Philip Roth himself (whose older self, as we've said, narrates from way up the line) is a deeply interesting child (readers more versed than this reviewer in Roth's large oeuvre may recognize this Roth as an imago of others). His older brother, temporarily suborned by a strength-through-joy program called Just Folks (which is designed to alienate urban Jewish children from their backgrounds), may also fit into a larger pattern of family portraits. Philip's maternal aunt, in the "ravenous mania" of her succumbing to the temptation to collaborate with the enemy, is a superb portrait of the allure of the carnal, of a terrible longing so easy to feel when the world presses too hard: the longing to gorge on poison. And the cousin, who loses a leg fighting for the British and who eventually becomes involved in organized crime, is also exemplary. But what he is exemplary of—an exemplariness pointed by the engine of change in the world—is the weight of being.

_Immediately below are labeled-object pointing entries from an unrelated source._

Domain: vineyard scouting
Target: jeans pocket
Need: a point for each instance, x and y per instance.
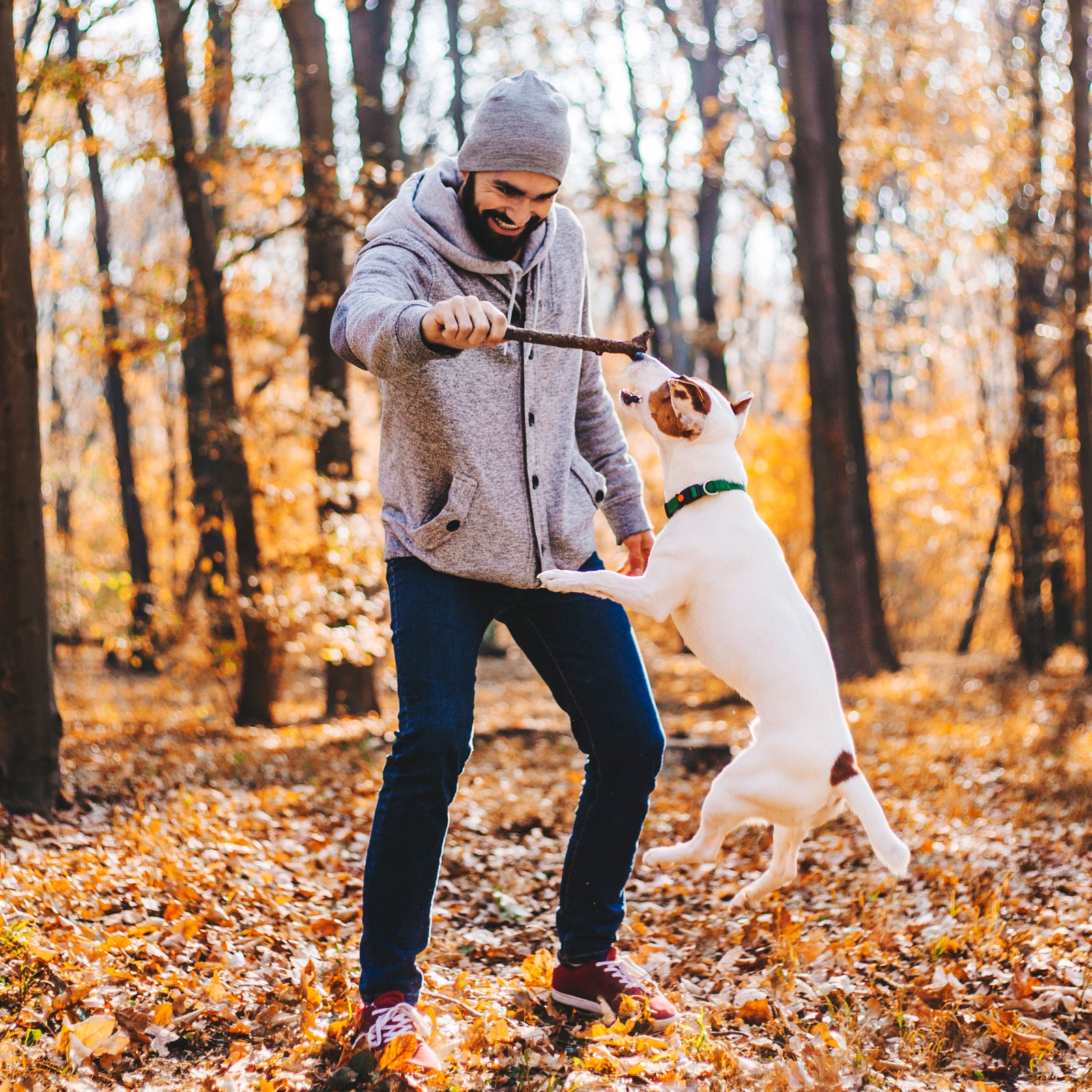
(450, 519)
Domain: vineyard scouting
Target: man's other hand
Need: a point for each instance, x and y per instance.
(463, 322)
(639, 547)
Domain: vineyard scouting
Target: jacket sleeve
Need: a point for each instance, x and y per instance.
(603, 444)
(377, 322)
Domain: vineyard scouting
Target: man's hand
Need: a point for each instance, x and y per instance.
(463, 322)
(640, 547)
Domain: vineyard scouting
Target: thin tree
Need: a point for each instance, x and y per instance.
(458, 109)
(209, 380)
(220, 85)
(369, 35)
(30, 723)
(349, 687)
(1082, 289)
(1030, 526)
(844, 538)
(140, 655)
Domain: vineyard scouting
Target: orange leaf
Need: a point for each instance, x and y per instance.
(398, 1053)
(538, 969)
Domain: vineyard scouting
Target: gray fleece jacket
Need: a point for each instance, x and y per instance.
(494, 460)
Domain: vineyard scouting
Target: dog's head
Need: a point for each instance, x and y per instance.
(680, 407)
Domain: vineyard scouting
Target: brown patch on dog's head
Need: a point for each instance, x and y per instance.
(685, 388)
(680, 407)
(844, 769)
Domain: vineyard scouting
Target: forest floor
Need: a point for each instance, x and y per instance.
(191, 922)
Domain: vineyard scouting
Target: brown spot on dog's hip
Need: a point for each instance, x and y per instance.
(844, 769)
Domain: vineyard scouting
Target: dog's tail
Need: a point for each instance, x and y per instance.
(852, 786)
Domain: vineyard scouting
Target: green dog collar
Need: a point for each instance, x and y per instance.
(693, 493)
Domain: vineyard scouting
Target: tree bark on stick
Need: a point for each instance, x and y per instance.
(351, 688)
(1031, 523)
(140, 655)
(846, 542)
(30, 723)
(1082, 270)
(221, 429)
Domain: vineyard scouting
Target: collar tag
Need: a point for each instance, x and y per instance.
(693, 493)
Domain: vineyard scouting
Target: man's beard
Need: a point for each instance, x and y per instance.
(502, 247)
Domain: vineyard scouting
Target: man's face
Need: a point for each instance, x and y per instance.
(502, 207)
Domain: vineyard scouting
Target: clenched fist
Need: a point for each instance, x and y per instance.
(463, 322)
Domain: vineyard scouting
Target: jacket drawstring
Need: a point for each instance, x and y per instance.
(534, 320)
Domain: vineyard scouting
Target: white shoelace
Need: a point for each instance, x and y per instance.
(401, 1019)
(626, 971)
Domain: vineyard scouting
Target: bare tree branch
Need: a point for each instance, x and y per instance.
(261, 240)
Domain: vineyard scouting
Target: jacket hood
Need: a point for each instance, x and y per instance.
(427, 205)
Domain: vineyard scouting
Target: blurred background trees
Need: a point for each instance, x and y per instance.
(200, 176)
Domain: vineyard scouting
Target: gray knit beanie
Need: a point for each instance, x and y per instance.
(521, 125)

The Plot Against America is heavy with life; so heavy that it is at times hard to remember Mr. Lindbergh at all, hard to keep in mind the cartoon poison he serves as conduit for. For Roth, in this novel, the world itself is poison enough, as it turns on you; but the world is also manna in these pages, the grave manna of the lived.


John Clute is a writer, editor, critic and scholar of science fiction. His first novel in 25 years, Appleseed, was a New York Times Notable Book for 2002. He is the author of Science Fiction: The Illustrated Encyclopedia and co-editor of both The Encyclopedia of Science Fiction and The Encyclopedia of Fantasy, all Hugo Award winners. His criticism and reviews have appeared in The New York Times. The Washington Post, Omni, F&SF and elsewhere. Much of this material has been collected in Strokes: Reviews and Essays 1966-1986, Look at the Evidence: Reviews and Essays, and Scores: Reviews 1993-2003, which includes almost all of the first 75 "Excessive Candour" columns, and other pieces. Forthcoming is An Historical Dictionary of Horror Literature.